I've written about metaphors in the past and how they are useful because they allow us to transfer information across unrelated domains. Currently I am reading Julian Jaynes' The Origin of Consciousness, and the topic is brought up and expanded upon very nicely here:
We are trying to understand consciousness, but what are we really trying to do when we try to understand anything? Like children trying to describe nonsense objects, so in trying to understand a thing we are trying to find a metaphor for that thing. Not just any metaphor, but one with something more familiar and easy to our attention. Understanding a thing is to arrive at a metaphor for that thing by substituting something more familiar to us. And the feeling of familiarity is the feeling of understanding.
Generations ago we would understand thunderstorms perhaps as the roaring and rumbling about in battle of superhuman gods. We would have reduced the racket that follows the streak of lightning to familiar battle sounds, for example. Similarly today, we reduce the storm to various supposed experiences with friction, sparks, vacuums, and the imagination of bulgeous banks of burly air smashing together to make the noise. None of these really exist as we picture them. Our images of these events of physics are as far from the actuality as fighting gods. Yet they act as the metaphor and they feel familiar and so we say we understand the thunderstorm.
But metaphors are not necessarily theories. Nor are they empirical explanations of how stuff works. If we were to ask "what is a sunrise?" we might say "Well, a sunrise is the dawn of new day!" And while that may be a useful metaphor, it isn't a proof or explanation of what, exactly, a sunrise is.
A sunrise is when the Sun comes back into the reference frame on our part of Earth—a fact created by the reality that we are hurling through space and gravitating around the Sun every 24 hours. But let us ask another question: why are sunrises and sunsets often red? Or "why is the sky blue?" Of course, the answer is not as simple as merely "being the dawn of a new day."
As I wrote on my other blog about obvious and non-obvious things, and how explanations can be load-bearing or layered:
It seems like there are countless examples where a concept is assumed to be obvious.

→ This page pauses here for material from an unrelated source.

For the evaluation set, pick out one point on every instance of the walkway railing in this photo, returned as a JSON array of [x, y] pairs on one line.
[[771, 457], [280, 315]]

But when you sit down and really think about it for more than five seconds, you notice that one of the defining characteristics of the concept is that it isn't actually obvious at all.

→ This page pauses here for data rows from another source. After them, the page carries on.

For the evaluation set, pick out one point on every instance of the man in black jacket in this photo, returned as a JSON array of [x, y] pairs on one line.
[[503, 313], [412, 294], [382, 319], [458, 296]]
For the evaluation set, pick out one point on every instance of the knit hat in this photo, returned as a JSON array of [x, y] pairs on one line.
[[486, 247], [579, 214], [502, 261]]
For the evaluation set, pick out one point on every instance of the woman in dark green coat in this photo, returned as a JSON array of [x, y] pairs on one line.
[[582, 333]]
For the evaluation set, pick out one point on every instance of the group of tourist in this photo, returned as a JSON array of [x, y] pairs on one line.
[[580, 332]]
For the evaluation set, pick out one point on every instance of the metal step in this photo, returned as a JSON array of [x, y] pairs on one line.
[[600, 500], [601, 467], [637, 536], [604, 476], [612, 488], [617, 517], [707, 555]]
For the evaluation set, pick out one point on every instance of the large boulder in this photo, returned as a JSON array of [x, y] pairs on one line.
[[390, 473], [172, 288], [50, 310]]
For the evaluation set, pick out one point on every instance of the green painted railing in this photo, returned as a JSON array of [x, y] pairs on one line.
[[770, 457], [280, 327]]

"Why is the sky blue?" Well, before you can answer that question, you have to understand light, colors, and their wavelengths (from longest to shortest): red, orange, yellow, green, and blue.
Blue light has the shortest wavelength. Additionally, it’s important to understand the behavior of light. Light can be reflected, bent, or scattered. It can also interact with the atmosphere.The light we see on Earth is partly an optical phenomenon and partly a molecular one. Gases and particles in the atmosphere cause the light hitting Earth to scatter, which is why we see blue light most of the time.
“But what about sunsets?” Sunsets are the result of the sun passing at a low angle, causing even more blue light to be scattered while debris and dust particles in the sky reflect more direct sunlight, making the sky appear more red than blue.
And that is the theory of why sunsets and sunrises are red -- and why the sky is blue. And I've written this out to point at how a theory is distinctly different than a metaphor. But also different than a model.
Julian Jaynes goes on to illustrate this, distinguishing and drawing relations between the concepts of metaphors, models, and theories:
So, in other areas of science, we say we understand an aspect of nature when we can say it is similar to some familiar theoretical model. The terms theory and model, incidentally, are sometimes used interchangeably. But really they should not be. A theory is a relationship of the model to the things the model is supposed to represent. The Bohr model of the atom is that of a proton surrounded by orbiting electrons. It is something like the pattern of the solar system, and that is indeed one of its metaphoric sources. Bohr’s theory was that all atoms were similar to his model. The theory, with the more recent discovery of new particles and complicated interatomic relationships, has turned out not to be true. But the model remains. A model is neither true nor false; only the theory of its similarity to what it represents.
A theory is thus a metaphor between a model and data. And understanding in science is the feeling of similarity between complicated data and a familiar model.